03/05/2002,1:59 PM – What was the testimony, or the specific gaps in evidence, that led to the dismissal? Also, Has it occured to the Hopi Tribal Government yet that they are NOT private landowners, but a governing body required to limit the scope of their regulations to within the perameters of the US Constitution?

The Hopi Tribe has lost its criminal trespass case against five Navajo women who participated in last summer’s Sundance ceremony on the Hopi Reservation.

Can a ‘gathering’ on land that is not PRIVATELY owned be illegal in light of the Constitutional right to freedom of assembly (nevermind religion!). It is a relief to have this case dismissed. When it comes to abusing elderly and religious leaders for practicing their faith in their back yard, may every case meet the same end. Taylor can go about ‘technicalities’, but after all, it’s his law that he can’t seem to keep up with… [Rachel]
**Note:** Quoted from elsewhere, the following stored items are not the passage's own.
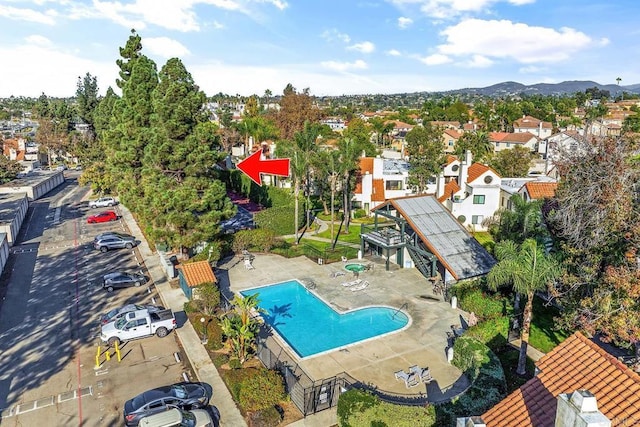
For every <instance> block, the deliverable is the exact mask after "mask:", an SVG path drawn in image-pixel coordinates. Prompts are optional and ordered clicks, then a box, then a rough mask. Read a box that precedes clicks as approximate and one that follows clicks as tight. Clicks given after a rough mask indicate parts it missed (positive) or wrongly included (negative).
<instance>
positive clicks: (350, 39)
mask: <svg viewBox="0 0 640 427" xmlns="http://www.w3.org/2000/svg"><path fill="white" fill-rule="evenodd" d="M320 37H322V38H323V39H325V40H326V41H328V42H334V41H341V42H343V43H349V42H350V41H351V37H349V35H348V34H345V33H341V32H340V31H338V30H337V29H335V28H332V29H330V30H325V31H323V32H322V34H320Z"/></svg>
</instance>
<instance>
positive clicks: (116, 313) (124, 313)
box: [100, 304, 164, 325]
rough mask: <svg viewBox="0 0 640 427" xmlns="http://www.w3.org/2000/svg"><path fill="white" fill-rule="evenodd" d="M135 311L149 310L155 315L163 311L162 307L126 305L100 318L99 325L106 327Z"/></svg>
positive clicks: (156, 305)
mask: <svg viewBox="0 0 640 427" xmlns="http://www.w3.org/2000/svg"><path fill="white" fill-rule="evenodd" d="M137 310H149V313H155V312H158V311H162V310H164V307H160V306H157V305H138V304H127V305H124V306H122V307H118V308H114V309H113V310H111V311H109V312H107V313H105V314H103V315H102V316H100V324H101V325H106V324H107V323H110V322H115V321H116V320H118V319H120V318H122V317H123V316H125V315H126V314H127V313H131V312H132V311H137Z"/></svg>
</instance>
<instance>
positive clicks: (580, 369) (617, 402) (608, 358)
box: [482, 332, 640, 427]
mask: <svg viewBox="0 0 640 427" xmlns="http://www.w3.org/2000/svg"><path fill="white" fill-rule="evenodd" d="M536 366H537V367H538V369H539V370H540V373H539V374H538V375H537V376H536V377H534V378H532V379H531V380H529V381H527V382H526V383H525V384H524V385H523V386H522V387H520V388H519V389H518V390H516V391H514V392H513V393H511V394H510V395H509V396H507V397H506V398H504V399H503V400H502V401H501V402H500V403H498V404H497V405H496V406H494V407H493V408H491V409H489V410H488V411H487V412H485V413H484V414H482V419H483V421H484V422H485V424H486V425H487V427H527V426H531V427H553V426H554V424H555V414H556V405H557V400H556V399H557V397H558V395H559V394H561V393H572V392H574V391H576V390H580V389H582V390H589V391H590V392H591V393H592V394H593V395H594V396H595V397H596V399H597V402H598V409H599V410H600V411H601V412H602V413H603V414H604V415H605V416H606V417H607V418H609V420H611V427H622V426H627V425H636V424H640V375H638V374H637V373H635V372H633V371H632V370H631V369H629V368H628V367H627V366H626V365H625V364H623V363H622V362H620V361H618V360H617V359H616V358H615V357H613V356H612V355H610V354H608V353H607V352H606V351H604V350H603V349H602V348H600V347H598V345H597V344H595V343H594V342H592V341H591V340H589V339H588V338H586V337H585V336H584V335H582V334H581V333H580V332H576V333H574V334H573V335H572V336H570V337H569V338H567V339H566V340H565V341H564V342H563V343H561V344H560V345H558V346H557V347H556V348H554V349H553V350H552V351H551V352H549V353H547V354H546V355H545V356H543V357H542V358H541V359H540V360H539V361H538V362H537V363H536Z"/></svg>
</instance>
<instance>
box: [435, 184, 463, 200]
mask: <svg viewBox="0 0 640 427" xmlns="http://www.w3.org/2000/svg"><path fill="white" fill-rule="evenodd" d="M458 191H460V186H459V185H458V183H457V182H455V181H453V180H452V181H449V182H447V184H446V185H445V186H444V194H443V195H442V196H440V197H438V201H439V202H440V203H442V202H444V201H445V200H447V199H449V198H451V196H453V195H454V194H456V193H457V192H458Z"/></svg>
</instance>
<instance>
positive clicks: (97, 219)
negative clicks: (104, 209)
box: [87, 211, 118, 224]
mask: <svg viewBox="0 0 640 427" xmlns="http://www.w3.org/2000/svg"><path fill="white" fill-rule="evenodd" d="M117 220H118V215H116V213H115V212H114V211H104V212H100V213H99V214H96V215H91V216H90V217H89V218H87V222H88V223H89V224H95V223H96V222H109V221H117Z"/></svg>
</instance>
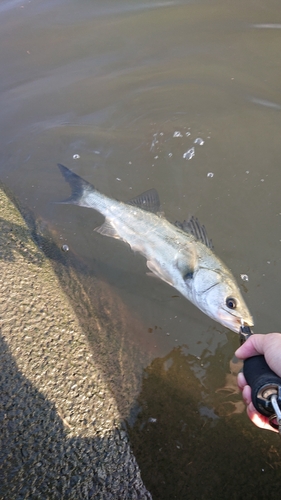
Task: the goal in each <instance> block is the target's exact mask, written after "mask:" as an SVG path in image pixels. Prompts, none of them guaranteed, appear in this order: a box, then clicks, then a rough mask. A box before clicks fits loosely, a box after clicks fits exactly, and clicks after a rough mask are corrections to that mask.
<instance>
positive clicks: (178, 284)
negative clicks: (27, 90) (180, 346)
mask: <svg viewBox="0 0 281 500" xmlns="http://www.w3.org/2000/svg"><path fill="white" fill-rule="evenodd" d="M58 166H59V169H60V171H61V173H62V175H63V176H64V178H65V179H66V181H67V182H68V183H69V184H70V187H71V190H72V193H71V196H70V197H69V198H68V199H67V200H65V201H63V202H61V203H63V204H68V203H70V204H74V205H78V206H81V207H87V208H92V209H94V210H97V211H98V212H100V213H101V214H102V215H104V217H105V222H104V223H103V224H102V225H101V226H99V227H97V228H96V229H95V230H96V231H97V232H99V233H100V234H102V235H104V236H110V237H112V238H118V239H120V240H123V241H125V242H126V243H128V244H129V245H130V247H131V248H132V250H134V251H136V252H139V253H140V254H142V255H143V256H144V257H145V258H146V261H147V267H148V268H149V269H150V270H151V271H152V272H153V273H154V274H155V275H156V276H157V277H158V278H160V279H161V280H163V281H165V282H166V283H168V284H169V285H171V286H173V287H174V288H176V290H178V291H179V292H180V293H181V294H182V295H183V296H184V297H185V298H187V299H188V300H189V301H190V302H192V303H193V304H194V305H195V306H197V307H198V308H199V309H200V310H201V311H203V312H204V313H205V314H207V315H208V316H209V317H210V318H212V319H214V320H215V321H218V322H219V323H221V324H222V325H224V326H226V327H227V328H229V329H230V330H233V331H234V332H237V333H238V332H239V330H240V326H241V324H242V322H243V324H245V325H248V326H253V324H254V323H253V318H252V316H251V314H250V312H249V310H248V307H247V305H246V303H245V301H244V299H243V297H242V295H241V292H240V290H239V288H238V285H237V283H236V281H235V278H234V276H233V275H232V273H231V271H230V270H229V269H228V268H227V266H226V265H225V264H224V263H223V262H222V261H221V260H220V259H219V258H218V257H217V256H216V255H215V253H214V252H213V250H212V242H211V240H209V238H208V236H207V232H206V229H205V227H204V226H201V225H200V224H199V221H198V219H195V218H194V217H191V218H190V219H189V220H188V221H184V222H183V223H180V222H178V221H177V222H176V223H175V224H171V223H170V222H169V221H168V220H167V219H165V218H164V217H162V216H160V215H158V214H157V212H159V211H160V202H159V197H158V194H157V192H156V190H154V189H151V190H149V191H147V192H145V193H142V194H141V195H139V196H137V197H136V198H134V199H133V200H130V201H129V202H128V203H124V202H119V201H117V200H113V199H111V198H109V197H108V196H106V195H104V194H102V193H100V192H99V191H98V190H97V189H96V188H95V187H94V186H93V185H91V184H90V183H89V182H87V181H85V180H84V179H82V177H80V176H79V175H77V174H75V173H74V172H72V171H71V170H69V169H68V168H67V167H65V166H64V165H58Z"/></svg>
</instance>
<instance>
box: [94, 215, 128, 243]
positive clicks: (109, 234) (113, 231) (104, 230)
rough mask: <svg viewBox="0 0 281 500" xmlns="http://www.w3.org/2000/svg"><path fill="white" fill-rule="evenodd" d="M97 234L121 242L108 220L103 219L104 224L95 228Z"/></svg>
mask: <svg viewBox="0 0 281 500" xmlns="http://www.w3.org/2000/svg"><path fill="white" fill-rule="evenodd" d="M95 231H97V233H100V234H102V235H103V236H110V238H115V239H116V240H121V239H122V238H120V236H119V234H118V233H117V231H116V229H115V227H114V226H113V225H112V224H111V222H110V221H109V220H108V219H105V221H104V223H103V224H102V225H101V226H98V227H96V228H95Z"/></svg>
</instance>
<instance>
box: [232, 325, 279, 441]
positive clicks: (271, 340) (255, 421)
mask: <svg viewBox="0 0 281 500" xmlns="http://www.w3.org/2000/svg"><path fill="white" fill-rule="evenodd" d="M259 354H263V355H264V357H265V360H266V362H267V364H268V366H269V367H270V368H271V370H272V371H274V372H275V373H276V375H278V376H279V377H281V334H280V333H268V334H266V335H260V334H254V335H251V336H250V337H249V338H248V339H247V340H246V342H244V344H242V345H241V347H239V349H237V350H236V352H235V356H236V357H237V358H239V359H246V358H250V357H251V356H258V355H259ZM237 383H238V387H239V388H240V390H241V391H242V396H243V399H244V401H245V403H246V405H247V414H248V417H249V418H250V420H251V421H252V422H253V423H254V424H255V425H256V426H257V427H260V428H261V429H268V430H270V431H274V432H278V431H277V429H274V428H273V427H272V426H271V425H270V423H269V419H268V417H265V416H264V415H261V414H260V413H259V412H258V411H257V410H256V409H255V407H254V405H253V403H252V398H251V387H250V386H249V385H248V384H247V382H246V379H245V377H244V375H243V373H239V374H238V377H237Z"/></svg>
03/05/2002,4:30 PM – If the Navaho women and their friends were on Hopi land, whether fenced or unfenced, without the express permission of the Hopi; then, they were trespassing. Not all of my 2+/- acres are fenced; but, if someone were to come onto it without my permission, they are trespassing. Another point, the Navaho lands are at least 100 times the area of the Hopi. There are lots of places on the Navaho reservation to have held there event. The Sun Dance group’s encroachment onto Hopi land for this Sun Dance seems to be an attempt to insult and show disrespect for the Hopi people and their right to manage the ancestral lands granted to them by the US government. [buckeyeboy]
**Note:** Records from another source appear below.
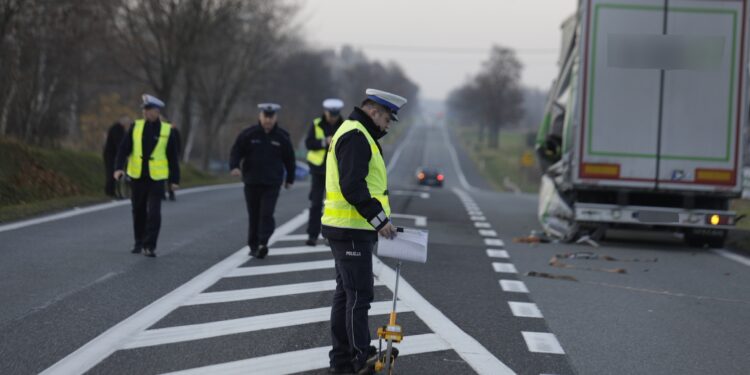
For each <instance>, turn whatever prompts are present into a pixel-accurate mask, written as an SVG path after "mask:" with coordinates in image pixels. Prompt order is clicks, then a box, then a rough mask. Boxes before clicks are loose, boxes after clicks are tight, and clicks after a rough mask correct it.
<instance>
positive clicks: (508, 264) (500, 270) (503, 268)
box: [492, 262, 518, 273]
mask: <svg viewBox="0 0 750 375" xmlns="http://www.w3.org/2000/svg"><path fill="white" fill-rule="evenodd" d="M492 268H494V269H495V272H500V273H518V271H517V270H516V266H514V265H513V263H499V262H493V263H492Z"/></svg>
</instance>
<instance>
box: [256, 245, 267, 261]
mask: <svg viewBox="0 0 750 375" xmlns="http://www.w3.org/2000/svg"><path fill="white" fill-rule="evenodd" d="M266 255H268V245H260V246H258V255H257V258H258V259H263V258H265V257H266Z"/></svg>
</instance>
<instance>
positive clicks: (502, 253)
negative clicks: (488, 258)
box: [487, 249, 510, 259]
mask: <svg viewBox="0 0 750 375" xmlns="http://www.w3.org/2000/svg"><path fill="white" fill-rule="evenodd" d="M487 256H488V257H490V258H502V259H508V258H510V257H509V256H508V252H507V251H505V250H498V249H487Z"/></svg>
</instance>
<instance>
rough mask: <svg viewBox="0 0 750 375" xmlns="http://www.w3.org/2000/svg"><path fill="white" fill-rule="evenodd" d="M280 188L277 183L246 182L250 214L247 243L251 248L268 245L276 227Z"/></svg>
mask: <svg viewBox="0 0 750 375" xmlns="http://www.w3.org/2000/svg"><path fill="white" fill-rule="evenodd" d="M280 189H281V187H280V186H275V185H247V184H245V204H246V205H247V214H248V216H249V220H248V222H249V227H248V230H247V245H248V246H249V247H250V249H253V250H255V249H257V248H258V245H268V239H269V238H271V235H272V234H273V231H274V229H276V222H275V221H274V219H273V211H274V209H275V208H276V200H277V199H278V198H279V190H280Z"/></svg>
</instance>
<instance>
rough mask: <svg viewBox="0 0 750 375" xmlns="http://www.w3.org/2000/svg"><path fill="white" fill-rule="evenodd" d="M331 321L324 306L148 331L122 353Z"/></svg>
mask: <svg viewBox="0 0 750 375" xmlns="http://www.w3.org/2000/svg"><path fill="white" fill-rule="evenodd" d="M400 302H401V301H400ZM392 307H393V303H392V302H391V301H383V302H374V303H372V304H371V307H370V312H369V315H386V314H388V313H390V312H391V308H392ZM397 310H398V312H407V311H411V309H410V308H409V306H408V304H406V303H403V302H401V303H399V304H398V307H397ZM330 319H331V307H330V306H327V307H321V308H317V309H309V310H299V311H289V312H283V313H278V314H268V315H257V316H251V317H247V318H239V319H230V320H222V321H218V322H210V323H201V324H190V325H184V326H176V327H167V328H157V329H150V330H147V331H144V332H141V333H140V334H138V335H136V336H135V337H133V338H132V339H131V340H129V341H128V342H127V343H126V344H125V345H124V346H123V349H134V348H142V347H146V346H156V345H164V344H172V343H176V342H185V341H193V340H200V339H207V338H211V337H218V336H226V335H234V334H238V333H247V332H254V331H260V330H264V329H273V328H279V327H289V326H295V325H302V324H310V323H317V322H325V321H328V320H330Z"/></svg>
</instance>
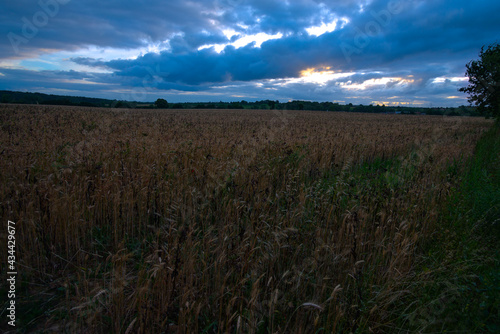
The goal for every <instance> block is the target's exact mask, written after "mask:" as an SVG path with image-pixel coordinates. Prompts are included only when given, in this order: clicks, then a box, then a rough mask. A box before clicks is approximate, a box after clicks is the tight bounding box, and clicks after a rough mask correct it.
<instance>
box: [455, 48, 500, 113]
mask: <svg viewBox="0 0 500 334" xmlns="http://www.w3.org/2000/svg"><path fill="white" fill-rule="evenodd" d="M465 66H466V67H467V71H466V72H465V75H466V76H468V77H469V85H468V86H467V87H463V88H460V89H459V91H461V92H464V93H468V94H469V98H468V101H469V103H471V104H475V105H476V106H477V107H478V110H479V112H481V113H482V114H493V116H494V117H496V118H499V114H500V45H499V44H498V43H496V44H492V45H490V46H488V48H485V47H484V46H483V47H482V48H481V52H480V53H479V59H478V60H471V61H470V62H469V63H468V64H467V65H465Z"/></svg>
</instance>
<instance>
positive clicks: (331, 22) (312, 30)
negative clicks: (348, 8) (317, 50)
mask: <svg viewBox="0 0 500 334" xmlns="http://www.w3.org/2000/svg"><path fill="white" fill-rule="evenodd" d="M339 23H340V29H342V28H344V26H345V25H346V24H348V23H349V19H347V18H342V19H335V20H333V21H332V22H330V23H325V22H321V25H320V26H314V27H309V28H306V31H307V33H308V34H309V36H316V37H318V36H321V35H323V34H326V33H329V32H332V31H335V30H337V26H338V25H339Z"/></svg>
03/06/2002,6:56 PM – Buckeyeboy, you are a private land owner, not a local or tribal government. The County does not have the right deny a resident from hosting a religious assembly. Local, State and Tribal governments can ADD to a citizens’ rights under the Constitution, but those institutions are prohibited from canceling any of those citizens’ rights.
Also,.. Yes, Navajo has many times the land that Hopi does. It also has many times the people. How can you tell an 80 year old widow, “Move, your house is condemned; go pray somewhere else. I have cattle to graze…”?
I’ve wanted to ask this for a long time. Is the Hopi Tribal Government officials afraid of prayer, or do they simply not recognize anyone else’s? [Rachel]

Hopi trespass charges dismissed

By DAILY SUN STAFF
03/05/2002

The Hopi Tribe has lost its criminal trespass case against five Navajo women who participated in last summer’s Sundance ceremony on the Hopi Reservation.
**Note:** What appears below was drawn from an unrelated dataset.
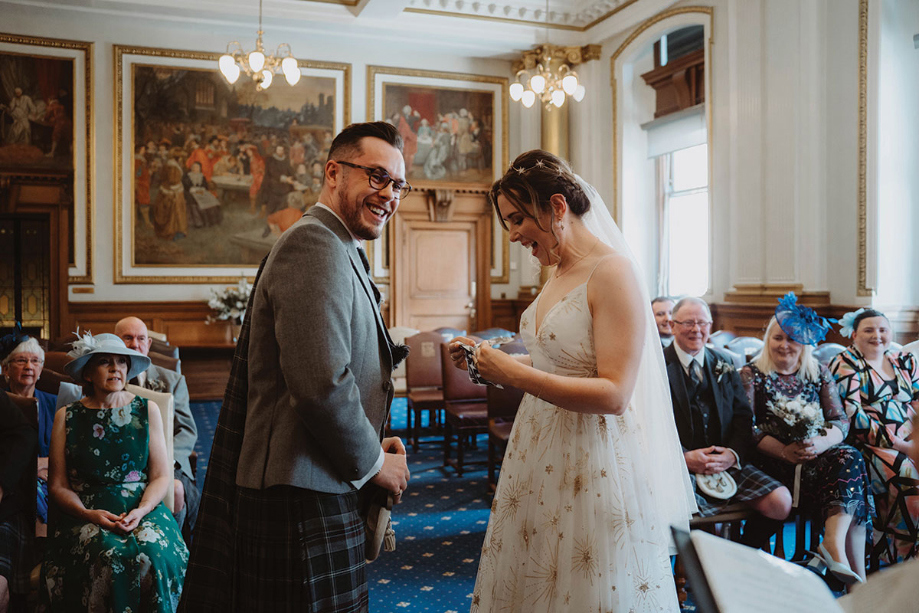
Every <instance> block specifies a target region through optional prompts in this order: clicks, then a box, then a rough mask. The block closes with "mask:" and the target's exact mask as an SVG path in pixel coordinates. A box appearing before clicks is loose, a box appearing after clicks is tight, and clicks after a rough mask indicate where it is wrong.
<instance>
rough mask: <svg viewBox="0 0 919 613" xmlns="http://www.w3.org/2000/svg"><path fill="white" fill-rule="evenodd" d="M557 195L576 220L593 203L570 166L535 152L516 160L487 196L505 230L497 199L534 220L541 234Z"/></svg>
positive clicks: (523, 155) (543, 154) (508, 168)
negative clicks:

Hopi Chief Judge Gary LaRance dismissed the charges, ruling that Hopi prosecutors had failed to prove that the women entered an enclosed, fenced or cultivated area without authorization.


The ceremony took place at Camp Anna Mae, a closed area of the Hopi Reservation. Prosecutors alleged the women did not seek permission to hold a gathering in a close area.


The women — Joella Ashkie, Ruth Benally, Louise Benally, Elvira Horseherder and Pauline Whitesinger — were represented by attorneys Joe Washington and Robert Malone. The dismissal came after two days of testimony by witnesses for the Hopi Tribe.


In a press release issued by the tribe, Hopi Chairman Wayne Taylor Jr. called the dismissal a “technicality” and not a vindication of the women’s claim to have a right to be at Camp Anna Mae.


Further, Taylor noted that the judge declined to hear testimony on allegations that the arrests violated the defendants’ religious rights.


“Dismissal of this case in no way sanctions the holding of any future gathering on Hopi land without the expressed consent of the Hopi Tribe, regardless of the purpose of the gathering,” Taylor said.